Within this context, we propose a framework to determine and monetize the local environmental benefits of the new transmission projects. Then, we estimate, for a relevant case study of the European system, the impact of considering the local environmental benefits of projects on the assessment of their total benefits, and the efficient allocation of their cost based on the distribution across countries of these benefits. This is especially relevant for those transmission projects contributing to the integration of large amounts of clean (renewable or nuclear) electricity generation.
In the case study considered, we compute the benefits of a particular interconnection line in Europe connecting Spain and France. The generation mix existing in the system and within each country may significantly affect the benefits produced by the project. These results may be largely dependent on the transmission project assessed and the scenario considered. Thus, in Vision 1, nuclear generation in France is most largely affected by increasing its production as a result of the implementation of the project. However, in Vision 3, wind generation is the technology increasing its production to the largest extent.
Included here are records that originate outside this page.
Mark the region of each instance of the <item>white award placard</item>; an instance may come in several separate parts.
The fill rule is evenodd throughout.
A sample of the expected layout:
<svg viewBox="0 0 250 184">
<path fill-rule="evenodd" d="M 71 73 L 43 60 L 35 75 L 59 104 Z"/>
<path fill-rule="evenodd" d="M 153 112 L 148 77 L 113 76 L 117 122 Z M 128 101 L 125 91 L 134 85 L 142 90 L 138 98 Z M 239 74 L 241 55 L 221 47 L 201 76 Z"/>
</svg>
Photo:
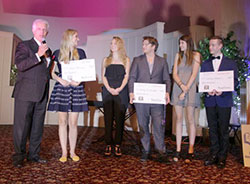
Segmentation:
<svg viewBox="0 0 250 184">
<path fill-rule="evenodd" d="M 134 103 L 166 104 L 166 84 L 134 83 Z"/>
<path fill-rule="evenodd" d="M 96 80 L 95 59 L 61 62 L 62 78 L 67 81 L 86 82 Z"/>
<path fill-rule="evenodd" d="M 234 72 L 200 72 L 199 76 L 199 92 L 216 91 L 226 92 L 234 91 Z"/>
</svg>

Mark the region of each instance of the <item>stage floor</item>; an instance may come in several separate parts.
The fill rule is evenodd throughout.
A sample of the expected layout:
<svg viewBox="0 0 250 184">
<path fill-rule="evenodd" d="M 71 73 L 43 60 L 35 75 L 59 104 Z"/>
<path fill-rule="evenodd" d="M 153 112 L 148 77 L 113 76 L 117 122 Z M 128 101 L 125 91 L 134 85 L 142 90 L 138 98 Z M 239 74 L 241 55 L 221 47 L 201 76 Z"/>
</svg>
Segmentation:
<svg viewBox="0 0 250 184">
<path fill-rule="evenodd" d="M 45 126 L 41 157 L 48 163 L 25 162 L 24 167 L 18 169 L 13 167 L 11 159 L 12 128 L 0 126 L 0 183 L 250 183 L 250 168 L 243 167 L 240 162 L 240 147 L 232 146 L 223 170 L 203 165 L 209 148 L 202 143 L 196 144 L 196 159 L 191 164 L 183 160 L 171 165 L 159 163 L 154 159 L 155 154 L 152 160 L 141 163 L 138 133 L 125 132 L 121 158 L 104 157 L 104 129 L 92 127 L 78 128 L 76 153 L 81 160 L 60 163 L 58 126 Z M 168 149 L 174 150 L 175 144 L 170 137 L 165 142 Z"/>
</svg>

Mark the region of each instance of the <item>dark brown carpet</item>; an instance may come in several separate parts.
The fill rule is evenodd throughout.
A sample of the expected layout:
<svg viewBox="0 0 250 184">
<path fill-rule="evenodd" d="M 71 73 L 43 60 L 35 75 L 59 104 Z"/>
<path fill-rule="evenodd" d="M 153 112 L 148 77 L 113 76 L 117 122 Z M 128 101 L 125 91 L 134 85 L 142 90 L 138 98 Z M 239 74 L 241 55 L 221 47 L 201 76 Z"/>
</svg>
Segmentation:
<svg viewBox="0 0 250 184">
<path fill-rule="evenodd" d="M 58 161 L 61 154 L 58 127 L 46 126 L 41 157 L 48 159 L 48 163 L 25 162 L 24 167 L 18 169 L 12 166 L 11 160 L 12 126 L 0 126 L 0 183 L 250 183 L 250 168 L 240 163 L 237 146 L 231 149 L 223 170 L 203 166 L 209 149 L 201 143 L 196 145 L 196 160 L 191 164 L 180 161 L 167 165 L 155 159 L 141 163 L 138 134 L 125 133 L 121 158 L 106 158 L 104 142 L 93 143 L 103 135 L 103 128 L 79 127 L 78 131 L 76 152 L 81 158 L 78 163 Z M 166 138 L 166 144 L 168 149 L 174 149 L 170 138 Z"/>
</svg>

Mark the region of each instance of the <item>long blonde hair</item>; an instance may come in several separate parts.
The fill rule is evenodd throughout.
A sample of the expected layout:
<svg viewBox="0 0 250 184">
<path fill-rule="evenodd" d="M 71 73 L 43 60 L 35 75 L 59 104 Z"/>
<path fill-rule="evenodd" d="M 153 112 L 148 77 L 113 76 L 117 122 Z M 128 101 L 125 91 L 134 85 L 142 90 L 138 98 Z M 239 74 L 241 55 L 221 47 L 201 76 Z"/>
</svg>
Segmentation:
<svg viewBox="0 0 250 184">
<path fill-rule="evenodd" d="M 114 36 L 112 40 L 115 40 L 117 47 L 118 47 L 118 57 L 121 59 L 122 63 L 124 66 L 127 64 L 127 54 L 126 54 L 126 49 L 124 45 L 123 39 L 121 39 L 118 36 Z M 105 67 L 109 66 L 112 62 L 113 59 L 113 52 L 110 50 L 109 56 L 106 58 L 105 61 Z"/>
<path fill-rule="evenodd" d="M 76 33 L 77 31 L 73 29 L 68 29 L 63 33 L 59 53 L 59 61 L 70 61 L 79 59 L 77 48 L 73 45 L 72 42 L 73 36 Z"/>
<path fill-rule="evenodd" d="M 186 58 L 187 58 L 187 65 L 192 65 L 193 63 L 193 54 L 194 54 L 194 43 L 193 40 L 191 38 L 190 35 L 183 35 L 182 37 L 180 37 L 179 42 L 180 41 L 185 41 L 187 43 L 187 50 L 186 50 Z M 178 58 L 178 65 L 181 64 L 181 60 L 184 56 L 184 51 L 179 50 L 179 58 Z"/>
</svg>

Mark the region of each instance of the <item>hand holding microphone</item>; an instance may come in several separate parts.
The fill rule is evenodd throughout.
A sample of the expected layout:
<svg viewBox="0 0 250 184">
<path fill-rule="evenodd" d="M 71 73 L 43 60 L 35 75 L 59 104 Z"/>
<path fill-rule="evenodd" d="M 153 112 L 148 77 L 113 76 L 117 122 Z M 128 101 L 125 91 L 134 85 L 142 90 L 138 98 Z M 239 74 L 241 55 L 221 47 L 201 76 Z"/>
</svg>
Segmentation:
<svg viewBox="0 0 250 184">
<path fill-rule="evenodd" d="M 38 56 L 39 57 L 42 57 L 43 55 L 45 55 L 45 53 L 46 53 L 46 51 L 49 49 L 49 47 L 47 46 L 47 44 L 46 44 L 46 41 L 45 40 L 43 40 L 42 41 L 42 44 L 39 46 L 39 48 L 38 48 L 38 52 L 37 52 L 37 54 L 38 54 Z"/>
</svg>

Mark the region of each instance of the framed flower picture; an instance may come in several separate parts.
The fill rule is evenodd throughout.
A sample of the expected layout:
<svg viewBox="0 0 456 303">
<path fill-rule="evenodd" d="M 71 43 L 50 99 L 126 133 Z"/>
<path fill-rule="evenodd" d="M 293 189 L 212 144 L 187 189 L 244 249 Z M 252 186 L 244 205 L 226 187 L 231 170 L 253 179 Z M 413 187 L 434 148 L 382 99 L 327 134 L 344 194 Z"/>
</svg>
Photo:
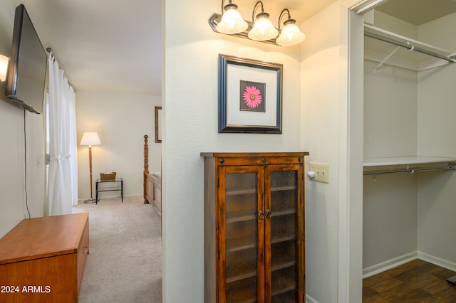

In the case study, the benefits of the considered project related to the reduction of local pollution constitute a relevant part of the overall benefits. Apparently, the local environmental benefits created by some projects may be even larger than those related to the reduction of CO2 emissions they bring about. However, the local environmental benefits obtained by individual countries from the project considered in the case study are, for the majority of countries, much smaller than the benefits of other types, namely the electricity market surplus benefits, obtained by these countries from the project. Then, the consideration of the local environmental benefits of this project does not alter relevantly the efficient allocation of its cost, carried out according to the beneficiary-pays principle.
Further research should focus on applying the framework proposed to other transmission projects. In addition, this framework should be adapted to the consideration of the application of NOx and SO2 taxes in those regions where they are expected to be in place.